- Fri Jan 01, 2016 11:13 pm
#66516
A quick history lesson to let Pinky Boy Loser Insipid understand that he doesn't know what the fuck he's talking about.... again.
The fatal flaw in Insipid's assertions is that he doesn't understand that Republicans today are not the Republicans who did the things he values.
What he values are traits actually found in the Democrat Party today. The Republicans have abandoned them all.
Ironic, isn't it, that he insists he's Republican but actually values Democrat values. :lol:
Why are people still Democrat, Insipid? Because they now support all the good attributes you say you support of what Republicans used to be.
(I know reading is not your strong suit, but try, if only so you stop making a fool of yourself regularly.)
Question:
"Is it true that Democrats used to be the conservative party and Republicans used to be the progressive party?

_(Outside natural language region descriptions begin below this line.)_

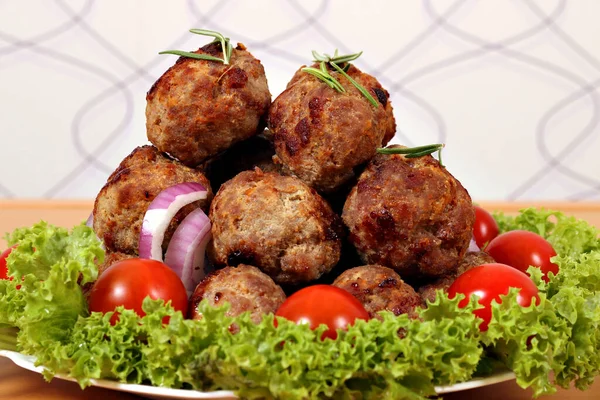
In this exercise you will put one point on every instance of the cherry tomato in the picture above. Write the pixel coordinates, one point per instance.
(488, 282)
(126, 283)
(485, 227)
(521, 249)
(3, 267)
(323, 304)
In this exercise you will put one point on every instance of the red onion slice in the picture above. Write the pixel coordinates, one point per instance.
(185, 254)
(473, 248)
(160, 213)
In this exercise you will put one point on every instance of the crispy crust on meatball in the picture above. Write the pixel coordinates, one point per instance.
(276, 223)
(409, 214)
(257, 151)
(321, 135)
(471, 259)
(199, 108)
(244, 287)
(380, 288)
(121, 204)
(112, 257)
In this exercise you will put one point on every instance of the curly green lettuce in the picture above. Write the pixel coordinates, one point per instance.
(567, 234)
(395, 357)
(44, 298)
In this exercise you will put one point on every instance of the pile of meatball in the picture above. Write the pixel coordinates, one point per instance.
(298, 194)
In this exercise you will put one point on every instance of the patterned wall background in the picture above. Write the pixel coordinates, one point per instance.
(511, 87)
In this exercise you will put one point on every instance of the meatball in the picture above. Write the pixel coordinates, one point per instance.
(254, 152)
(199, 108)
(321, 135)
(380, 288)
(121, 204)
(111, 258)
(409, 214)
(276, 223)
(244, 287)
(472, 259)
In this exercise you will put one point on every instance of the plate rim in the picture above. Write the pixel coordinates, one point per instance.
(28, 362)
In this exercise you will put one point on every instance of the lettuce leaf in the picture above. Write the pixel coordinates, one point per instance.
(395, 357)
(44, 298)
(568, 235)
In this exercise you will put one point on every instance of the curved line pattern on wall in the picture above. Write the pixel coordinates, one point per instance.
(76, 22)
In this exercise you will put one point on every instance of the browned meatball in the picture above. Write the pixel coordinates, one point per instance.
(245, 287)
(276, 223)
(243, 156)
(379, 288)
(199, 108)
(321, 135)
(409, 214)
(471, 259)
(121, 204)
(111, 258)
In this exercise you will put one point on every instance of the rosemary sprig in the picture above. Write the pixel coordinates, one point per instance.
(335, 61)
(414, 152)
(225, 46)
(356, 85)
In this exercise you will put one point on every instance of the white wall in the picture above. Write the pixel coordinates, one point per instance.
(511, 86)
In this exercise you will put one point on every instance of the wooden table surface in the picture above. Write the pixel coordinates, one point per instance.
(17, 383)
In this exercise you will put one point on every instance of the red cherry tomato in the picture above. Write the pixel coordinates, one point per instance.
(323, 304)
(488, 282)
(3, 266)
(521, 249)
(126, 283)
(485, 227)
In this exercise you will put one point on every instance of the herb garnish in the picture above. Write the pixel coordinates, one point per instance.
(414, 152)
(225, 45)
(323, 73)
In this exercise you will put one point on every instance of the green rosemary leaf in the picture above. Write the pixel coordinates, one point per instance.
(414, 152)
(191, 55)
(328, 79)
(218, 37)
(356, 84)
(345, 59)
(318, 57)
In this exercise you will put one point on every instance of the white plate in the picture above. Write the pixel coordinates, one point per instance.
(152, 392)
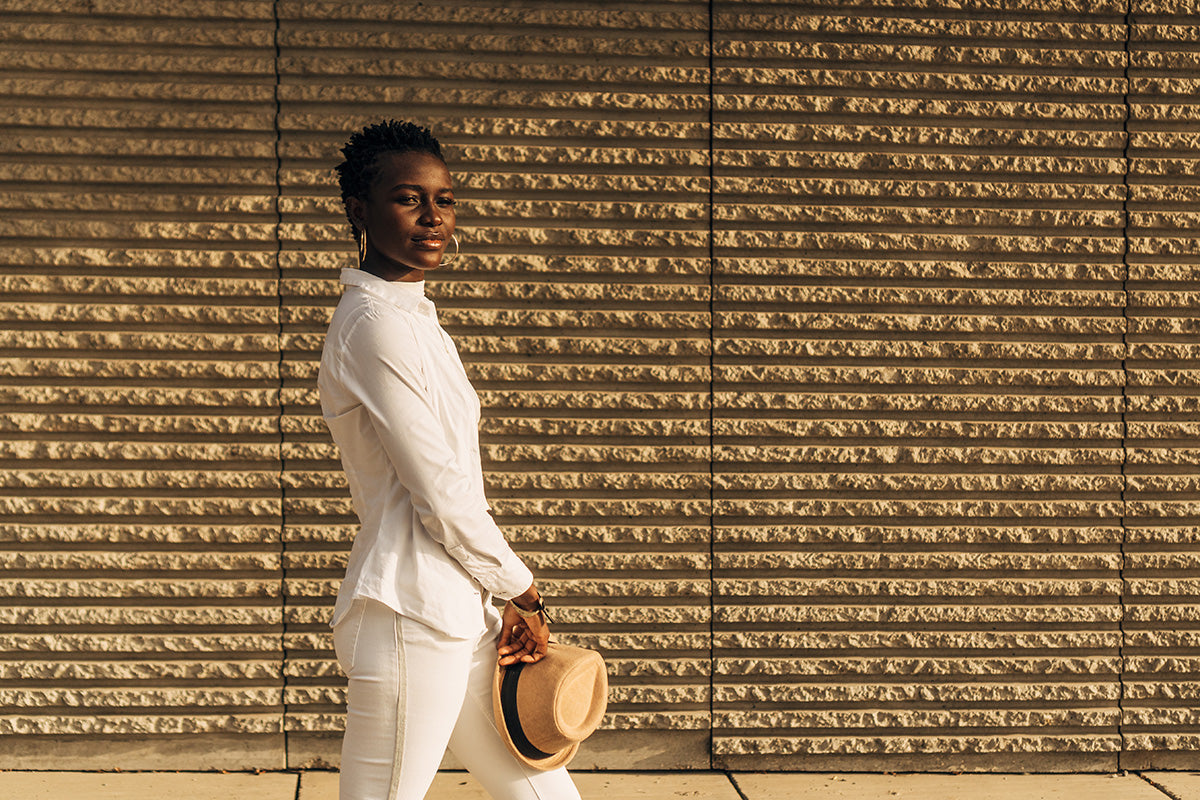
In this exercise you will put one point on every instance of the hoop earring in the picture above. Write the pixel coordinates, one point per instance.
(455, 240)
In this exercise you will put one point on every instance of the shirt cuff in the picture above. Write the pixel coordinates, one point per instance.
(509, 579)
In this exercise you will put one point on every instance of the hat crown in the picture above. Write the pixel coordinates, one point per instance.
(557, 703)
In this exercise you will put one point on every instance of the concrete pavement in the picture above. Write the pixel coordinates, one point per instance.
(618, 786)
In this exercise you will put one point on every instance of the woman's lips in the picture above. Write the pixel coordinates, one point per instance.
(429, 242)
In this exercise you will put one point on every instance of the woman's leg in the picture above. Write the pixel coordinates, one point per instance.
(406, 689)
(478, 745)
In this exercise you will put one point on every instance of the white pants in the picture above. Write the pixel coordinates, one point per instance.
(415, 692)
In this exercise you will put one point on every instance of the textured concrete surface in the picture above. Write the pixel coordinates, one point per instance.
(618, 786)
(1180, 786)
(147, 786)
(607, 786)
(945, 787)
(840, 368)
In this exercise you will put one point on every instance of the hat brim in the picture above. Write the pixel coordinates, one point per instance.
(562, 758)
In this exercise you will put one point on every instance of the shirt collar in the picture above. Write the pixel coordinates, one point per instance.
(408, 295)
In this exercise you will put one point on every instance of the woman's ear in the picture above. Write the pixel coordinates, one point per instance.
(358, 211)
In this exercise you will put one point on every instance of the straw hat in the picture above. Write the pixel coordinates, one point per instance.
(544, 710)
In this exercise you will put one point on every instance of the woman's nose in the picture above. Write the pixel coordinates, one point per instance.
(431, 216)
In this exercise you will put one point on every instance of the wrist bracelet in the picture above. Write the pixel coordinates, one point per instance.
(539, 609)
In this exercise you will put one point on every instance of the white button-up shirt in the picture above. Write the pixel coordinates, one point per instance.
(406, 420)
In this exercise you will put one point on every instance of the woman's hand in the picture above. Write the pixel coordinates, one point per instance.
(522, 638)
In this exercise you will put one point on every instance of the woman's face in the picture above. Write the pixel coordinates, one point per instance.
(408, 216)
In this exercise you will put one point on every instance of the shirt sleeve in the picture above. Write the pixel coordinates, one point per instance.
(383, 362)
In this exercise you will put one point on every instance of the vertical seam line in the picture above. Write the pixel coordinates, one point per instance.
(712, 404)
(279, 343)
(1125, 392)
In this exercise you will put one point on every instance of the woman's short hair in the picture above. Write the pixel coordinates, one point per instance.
(360, 169)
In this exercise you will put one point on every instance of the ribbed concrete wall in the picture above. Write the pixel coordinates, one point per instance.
(918, 386)
(837, 366)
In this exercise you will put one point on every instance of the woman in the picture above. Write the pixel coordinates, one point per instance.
(413, 625)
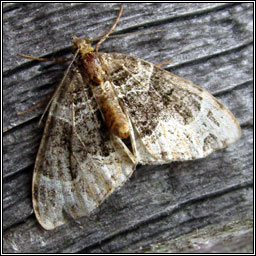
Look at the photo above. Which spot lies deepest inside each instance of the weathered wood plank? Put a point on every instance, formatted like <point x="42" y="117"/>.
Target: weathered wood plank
<point x="209" y="44"/>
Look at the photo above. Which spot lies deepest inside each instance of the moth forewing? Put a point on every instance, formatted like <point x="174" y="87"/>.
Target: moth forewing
<point x="173" y="118"/>
<point x="109" y="97"/>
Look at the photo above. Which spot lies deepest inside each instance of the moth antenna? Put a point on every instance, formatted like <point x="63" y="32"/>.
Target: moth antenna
<point x="58" y="88"/>
<point x="111" y="29"/>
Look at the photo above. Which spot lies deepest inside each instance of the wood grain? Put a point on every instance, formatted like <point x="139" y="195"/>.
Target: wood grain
<point x="209" y="44"/>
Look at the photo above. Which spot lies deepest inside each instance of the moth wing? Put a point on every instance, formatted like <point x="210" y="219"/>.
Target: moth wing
<point x="78" y="164"/>
<point x="171" y="118"/>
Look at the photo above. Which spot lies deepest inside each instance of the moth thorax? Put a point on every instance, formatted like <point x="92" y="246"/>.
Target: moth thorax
<point x="84" y="45"/>
<point x="93" y="68"/>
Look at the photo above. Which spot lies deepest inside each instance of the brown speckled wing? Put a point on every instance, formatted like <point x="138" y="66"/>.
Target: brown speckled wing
<point x="78" y="163"/>
<point x="172" y="119"/>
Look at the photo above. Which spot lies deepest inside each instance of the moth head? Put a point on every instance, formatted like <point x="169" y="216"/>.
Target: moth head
<point x="83" y="44"/>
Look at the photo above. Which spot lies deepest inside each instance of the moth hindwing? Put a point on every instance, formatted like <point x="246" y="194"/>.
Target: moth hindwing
<point x="111" y="112"/>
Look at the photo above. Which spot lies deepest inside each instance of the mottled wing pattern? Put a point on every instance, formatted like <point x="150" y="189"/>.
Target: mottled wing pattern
<point x="172" y="119"/>
<point x="78" y="164"/>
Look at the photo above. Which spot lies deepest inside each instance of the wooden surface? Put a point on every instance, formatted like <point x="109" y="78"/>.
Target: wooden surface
<point x="210" y="45"/>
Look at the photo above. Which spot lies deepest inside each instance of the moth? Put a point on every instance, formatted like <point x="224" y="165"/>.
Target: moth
<point x="111" y="112"/>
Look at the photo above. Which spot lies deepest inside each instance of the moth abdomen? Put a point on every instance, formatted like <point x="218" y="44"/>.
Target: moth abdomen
<point x="105" y="96"/>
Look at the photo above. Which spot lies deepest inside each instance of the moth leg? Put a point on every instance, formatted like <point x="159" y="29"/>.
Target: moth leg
<point x="44" y="59"/>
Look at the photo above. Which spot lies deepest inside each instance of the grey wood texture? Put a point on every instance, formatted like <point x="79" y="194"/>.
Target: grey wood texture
<point x="210" y="44"/>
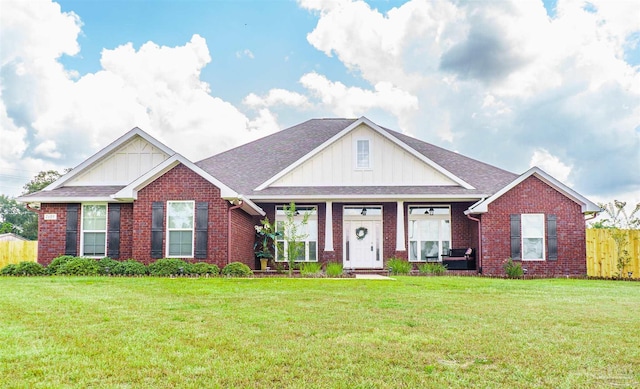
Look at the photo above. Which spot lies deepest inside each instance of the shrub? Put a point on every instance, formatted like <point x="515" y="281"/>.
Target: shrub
<point x="29" y="269"/>
<point x="236" y="269"/>
<point x="311" y="269"/>
<point x="107" y="266"/>
<point x="513" y="269"/>
<point x="399" y="266"/>
<point x="9" y="270"/>
<point x="52" y="268"/>
<point x="130" y="267"/>
<point x="79" y="266"/>
<point x="437" y="269"/>
<point x="334" y="269"/>
<point x="168" y="266"/>
<point x="203" y="268"/>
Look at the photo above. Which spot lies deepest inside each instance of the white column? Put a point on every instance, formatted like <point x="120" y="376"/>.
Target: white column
<point x="400" y="246"/>
<point x="328" y="226"/>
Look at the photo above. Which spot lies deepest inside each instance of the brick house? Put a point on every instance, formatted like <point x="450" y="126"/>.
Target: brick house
<point x="385" y="194"/>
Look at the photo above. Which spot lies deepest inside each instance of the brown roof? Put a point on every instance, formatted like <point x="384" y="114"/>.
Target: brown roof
<point x="246" y="167"/>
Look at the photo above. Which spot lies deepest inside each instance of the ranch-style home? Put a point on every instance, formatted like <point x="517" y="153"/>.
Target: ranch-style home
<point x="371" y="194"/>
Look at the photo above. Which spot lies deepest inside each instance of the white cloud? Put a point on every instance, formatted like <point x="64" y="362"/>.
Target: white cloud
<point x="62" y="118"/>
<point x="501" y="80"/>
<point x="551" y="164"/>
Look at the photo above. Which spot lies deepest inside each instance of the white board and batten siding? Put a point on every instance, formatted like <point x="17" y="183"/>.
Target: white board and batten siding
<point x="120" y="167"/>
<point x="391" y="164"/>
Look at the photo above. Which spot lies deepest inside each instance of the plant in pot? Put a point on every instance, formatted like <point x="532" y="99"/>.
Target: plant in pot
<point x="264" y="247"/>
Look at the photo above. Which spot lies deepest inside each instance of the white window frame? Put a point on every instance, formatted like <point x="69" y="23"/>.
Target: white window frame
<point x="281" y="242"/>
<point x="104" y="231"/>
<point x="192" y="229"/>
<point x="412" y="220"/>
<point x="541" y="218"/>
<point x="356" y="160"/>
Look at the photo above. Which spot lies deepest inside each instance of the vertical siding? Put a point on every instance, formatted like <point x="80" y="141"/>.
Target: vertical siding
<point x="602" y="254"/>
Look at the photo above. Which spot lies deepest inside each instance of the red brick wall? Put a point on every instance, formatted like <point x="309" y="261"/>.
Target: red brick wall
<point x="126" y="231"/>
<point x="243" y="235"/>
<point x="180" y="183"/>
<point x="52" y="233"/>
<point x="534" y="196"/>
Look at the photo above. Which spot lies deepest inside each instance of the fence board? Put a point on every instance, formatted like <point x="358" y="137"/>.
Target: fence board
<point x="19" y="251"/>
<point x="602" y="254"/>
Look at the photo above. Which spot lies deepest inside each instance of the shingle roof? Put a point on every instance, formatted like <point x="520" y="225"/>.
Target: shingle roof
<point x="246" y="167"/>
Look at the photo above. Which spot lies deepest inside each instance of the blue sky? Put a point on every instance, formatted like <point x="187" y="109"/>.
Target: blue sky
<point x="512" y="83"/>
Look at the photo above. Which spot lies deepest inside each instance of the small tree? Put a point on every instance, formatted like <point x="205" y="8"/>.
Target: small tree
<point x="266" y="236"/>
<point x="292" y="234"/>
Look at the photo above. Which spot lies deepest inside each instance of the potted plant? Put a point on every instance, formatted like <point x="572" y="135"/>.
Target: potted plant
<point x="264" y="247"/>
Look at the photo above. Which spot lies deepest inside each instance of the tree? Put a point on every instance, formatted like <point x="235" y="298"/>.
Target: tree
<point x="17" y="218"/>
<point x="291" y="232"/>
<point x="615" y="216"/>
<point x="42" y="180"/>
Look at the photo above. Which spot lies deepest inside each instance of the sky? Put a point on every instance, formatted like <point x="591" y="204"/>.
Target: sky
<point x="513" y="83"/>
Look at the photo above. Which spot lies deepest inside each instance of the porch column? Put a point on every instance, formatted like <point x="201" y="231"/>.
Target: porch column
<point x="400" y="246"/>
<point x="328" y="226"/>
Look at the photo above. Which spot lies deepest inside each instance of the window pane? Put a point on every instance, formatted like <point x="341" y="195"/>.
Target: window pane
<point x="532" y="248"/>
<point x="363" y="154"/>
<point x="413" y="250"/>
<point x="94" y="244"/>
<point x="312" y="251"/>
<point x="94" y="217"/>
<point x="180" y="243"/>
<point x="180" y="214"/>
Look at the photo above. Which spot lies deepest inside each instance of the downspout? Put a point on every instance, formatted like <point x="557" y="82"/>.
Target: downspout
<point x="479" y="242"/>
<point x="229" y="230"/>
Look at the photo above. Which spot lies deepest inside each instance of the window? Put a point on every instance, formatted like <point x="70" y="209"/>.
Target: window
<point x="308" y="244"/>
<point x="429" y="233"/>
<point x="532" y="236"/>
<point x="180" y="216"/>
<point x="363" y="154"/>
<point x="94" y="230"/>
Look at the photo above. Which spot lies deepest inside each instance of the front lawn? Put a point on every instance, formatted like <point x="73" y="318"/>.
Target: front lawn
<point x="278" y="332"/>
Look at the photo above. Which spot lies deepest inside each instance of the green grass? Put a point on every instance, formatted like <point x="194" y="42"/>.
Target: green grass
<point x="347" y="333"/>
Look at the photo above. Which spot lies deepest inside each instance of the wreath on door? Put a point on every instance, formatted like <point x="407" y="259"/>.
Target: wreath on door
<point x="361" y="232"/>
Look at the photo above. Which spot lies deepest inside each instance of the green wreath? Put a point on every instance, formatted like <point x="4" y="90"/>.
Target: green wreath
<point x="361" y="232"/>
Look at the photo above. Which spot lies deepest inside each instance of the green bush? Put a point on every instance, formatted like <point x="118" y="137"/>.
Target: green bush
<point x="513" y="269"/>
<point x="9" y="270"/>
<point x="311" y="269"/>
<point x="437" y="269"/>
<point x="168" y="266"/>
<point x="203" y="268"/>
<point x="29" y="269"/>
<point x="334" y="269"/>
<point x="79" y="266"/>
<point x="52" y="268"/>
<point x="237" y="269"/>
<point x="399" y="266"/>
<point x="130" y="267"/>
<point x="107" y="265"/>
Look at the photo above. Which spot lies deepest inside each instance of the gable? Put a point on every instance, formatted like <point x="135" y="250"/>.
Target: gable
<point x="390" y="164"/>
<point x="122" y="165"/>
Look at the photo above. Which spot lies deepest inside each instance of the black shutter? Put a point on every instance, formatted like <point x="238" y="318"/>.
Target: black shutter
<point x="113" y="232"/>
<point x="515" y="237"/>
<point x="157" y="218"/>
<point x="71" y="236"/>
<point x="552" y="237"/>
<point x="202" y="224"/>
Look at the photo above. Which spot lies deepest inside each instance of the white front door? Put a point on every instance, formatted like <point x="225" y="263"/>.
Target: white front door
<point x="362" y="246"/>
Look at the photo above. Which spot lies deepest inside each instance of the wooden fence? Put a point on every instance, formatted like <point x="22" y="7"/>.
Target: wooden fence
<point x="602" y="254"/>
<point x="18" y="251"/>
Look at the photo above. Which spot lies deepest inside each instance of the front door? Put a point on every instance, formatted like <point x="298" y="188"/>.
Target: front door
<point x="362" y="239"/>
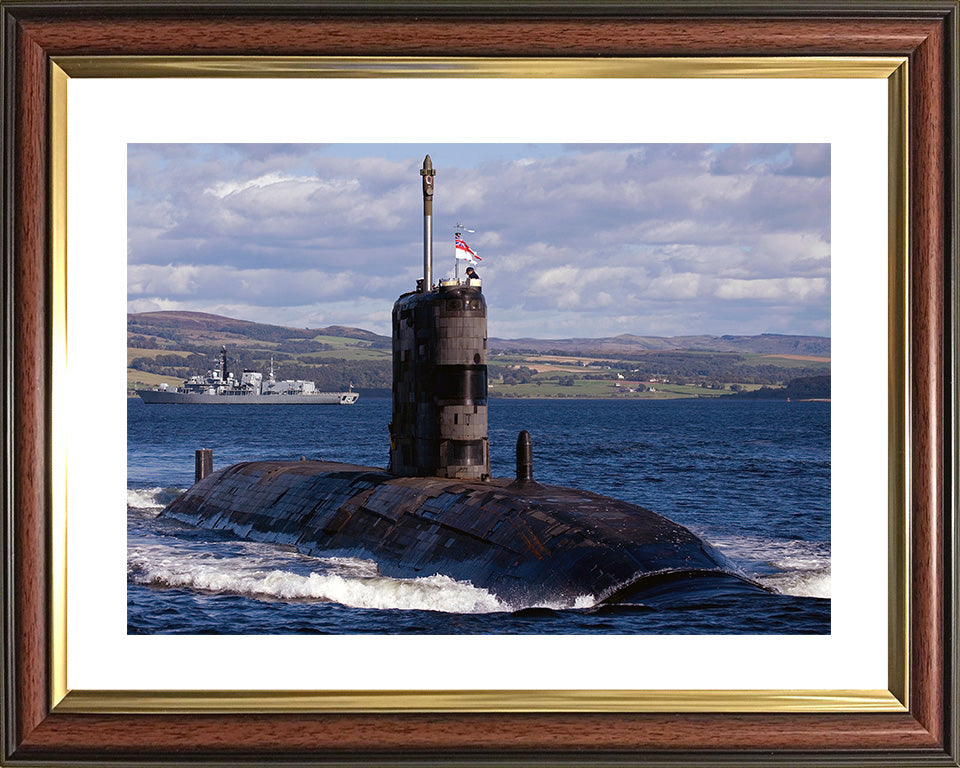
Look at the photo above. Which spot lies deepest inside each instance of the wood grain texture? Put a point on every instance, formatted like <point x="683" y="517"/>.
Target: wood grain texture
<point x="294" y="735"/>
<point x="929" y="350"/>
<point x="29" y="369"/>
<point x="333" y="36"/>
<point x="42" y="736"/>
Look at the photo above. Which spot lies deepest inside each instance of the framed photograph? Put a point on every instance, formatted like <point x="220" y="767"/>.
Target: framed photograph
<point x="104" y="105"/>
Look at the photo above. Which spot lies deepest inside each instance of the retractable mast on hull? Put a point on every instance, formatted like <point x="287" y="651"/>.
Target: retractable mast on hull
<point x="439" y="426"/>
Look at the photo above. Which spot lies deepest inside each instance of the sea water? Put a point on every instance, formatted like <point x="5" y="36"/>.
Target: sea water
<point x="750" y="477"/>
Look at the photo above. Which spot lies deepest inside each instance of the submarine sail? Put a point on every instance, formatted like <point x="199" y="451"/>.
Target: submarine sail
<point x="436" y="509"/>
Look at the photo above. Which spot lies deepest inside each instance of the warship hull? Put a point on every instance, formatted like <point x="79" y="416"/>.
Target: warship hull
<point x="228" y="398"/>
<point x="528" y="544"/>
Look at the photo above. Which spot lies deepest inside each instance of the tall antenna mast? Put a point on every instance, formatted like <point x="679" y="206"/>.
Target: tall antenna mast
<point x="428" y="173"/>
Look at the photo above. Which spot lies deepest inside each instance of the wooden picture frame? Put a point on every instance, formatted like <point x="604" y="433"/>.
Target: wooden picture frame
<point x="37" y="729"/>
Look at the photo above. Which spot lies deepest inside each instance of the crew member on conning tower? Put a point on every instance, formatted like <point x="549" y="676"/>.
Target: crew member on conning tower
<point x="439" y="426"/>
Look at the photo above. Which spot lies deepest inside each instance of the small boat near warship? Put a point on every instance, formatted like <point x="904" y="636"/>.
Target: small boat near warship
<point x="220" y="387"/>
<point x="436" y="509"/>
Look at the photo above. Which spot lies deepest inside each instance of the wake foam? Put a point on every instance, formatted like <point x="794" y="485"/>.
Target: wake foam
<point x="148" y="499"/>
<point x="798" y="568"/>
<point x="351" y="582"/>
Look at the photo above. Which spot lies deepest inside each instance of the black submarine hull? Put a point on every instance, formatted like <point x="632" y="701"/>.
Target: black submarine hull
<point x="528" y="544"/>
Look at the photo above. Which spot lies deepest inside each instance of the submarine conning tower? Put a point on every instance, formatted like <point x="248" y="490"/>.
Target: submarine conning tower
<point x="439" y="426"/>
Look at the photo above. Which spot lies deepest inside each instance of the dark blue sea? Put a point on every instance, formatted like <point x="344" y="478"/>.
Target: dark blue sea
<point x="751" y="477"/>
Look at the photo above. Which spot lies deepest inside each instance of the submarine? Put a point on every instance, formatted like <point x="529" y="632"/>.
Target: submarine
<point x="435" y="509"/>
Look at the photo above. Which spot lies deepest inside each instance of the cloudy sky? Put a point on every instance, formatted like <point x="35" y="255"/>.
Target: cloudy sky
<point x="576" y="240"/>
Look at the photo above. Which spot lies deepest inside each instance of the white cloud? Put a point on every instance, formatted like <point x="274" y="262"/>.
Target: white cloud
<point x="666" y="239"/>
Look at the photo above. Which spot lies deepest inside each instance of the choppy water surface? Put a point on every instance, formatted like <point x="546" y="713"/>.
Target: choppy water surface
<point x="753" y="478"/>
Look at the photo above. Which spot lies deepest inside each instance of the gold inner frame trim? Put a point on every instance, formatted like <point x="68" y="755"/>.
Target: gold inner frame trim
<point x="893" y="69"/>
<point x="514" y="701"/>
<point x="362" y="66"/>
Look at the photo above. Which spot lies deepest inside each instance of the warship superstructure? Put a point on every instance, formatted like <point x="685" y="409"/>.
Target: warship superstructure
<point x="221" y="387"/>
<point x="435" y="509"/>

Something I learned in history class is that the Republicans tended to be against slavery, while the Democrats were for it. It was a Republican president, Abraham Lincoln, who was the politician who made the greatest impact against slavery. Yet, now things have changed. Republican politicians have routinely been accused of racism, and ethnic minorities are more likely to be supportive of the Democrats."
Answer:
"The republicans were a new party in Lincoln's day. They were a conglomeration of various northern former Whig constituencies and people that wanted to develop the west that coalesced due to issues surrounding slavery. Generally speaking, they retained a lot of the older Whig economic views that the government should be involved in the economy. It should promote policies that promote growth, they thought. That meant financing infrastructure, education, protecting native industries, policies that promoted commerce and rapid job growth. They did believe in more federal involvement in all these things, and it cost money. They were the forward looking, innovative party, and also vaguely speaking they were the "big government" party and had policies that promoted big banks, big industry, big business.
The democrats were the more tradition-minded party. They were also the party focused on keeping taxes low and when it came to promoting commerce, etc... wanted to leave it to the states. Generally speaking, they were the "states' rights" party.
The shift started after the Civil War and continued for over 135 years. After the civil war, the republicans started to split into factions generally divided between how deep "in bed" you got with big business, so they developed a conservative business wing often at odds with with the more progressive wing. The democrats pretty much stayed the states rights party and were marginalized at the national level for several decades.
Key points in the shift to the structure we know today:
1896: William Jennings Bryan incorporates the Populist Party vote, giving the democrats a sizable left wing on economics that it didn't have before.
1912: Theodore Roosevelt breaks from the republicans and runs as the candidate of the Progressive Party - this makes the republican progressive wing - once a third to a half of the republican coalition, much less committed to the party going forward and they never really reconcile. Republican leadership comes more and more from its conservative wing after that.
1932-45: Franklin Roosevelt essentially adopts most of the old Progressive platform and pretty much incorporates that whole vote into his Democratic coalition. This puts the party on a collision course when it comes to social policy.
1964: Lyndon Johnson essentially divorces the longest marriage the democratic party had: the one with southern whites. By making Civil Rights part of the Democratic platform, the republicans lose basically all of what's left of their black constituencies - which had been a significant part of their remaining progressive vote in northern urban areas. The democrats start to hemorrhage southern whites rapidly - you see George Wallace run for president in 1968.
2000: The process is 98% complete. By this time liberals are in the democrats and conservatives in the republicans for the most part.
There are more complexities within and after that but those are the major turning points. The current situation we have was solidified during the Lewinsky scandal of 1998 and the ensuing 2000 election. So you can see this was a very, very long process. Circa the late 1990s you saw the last generation that had republican liberals and democratic conservatives. They are all purged now, with only a few outliers still in the democratic party like Senator Manchin in WV. The republicans have no more liberals; they were all purged in 2006 and 2008."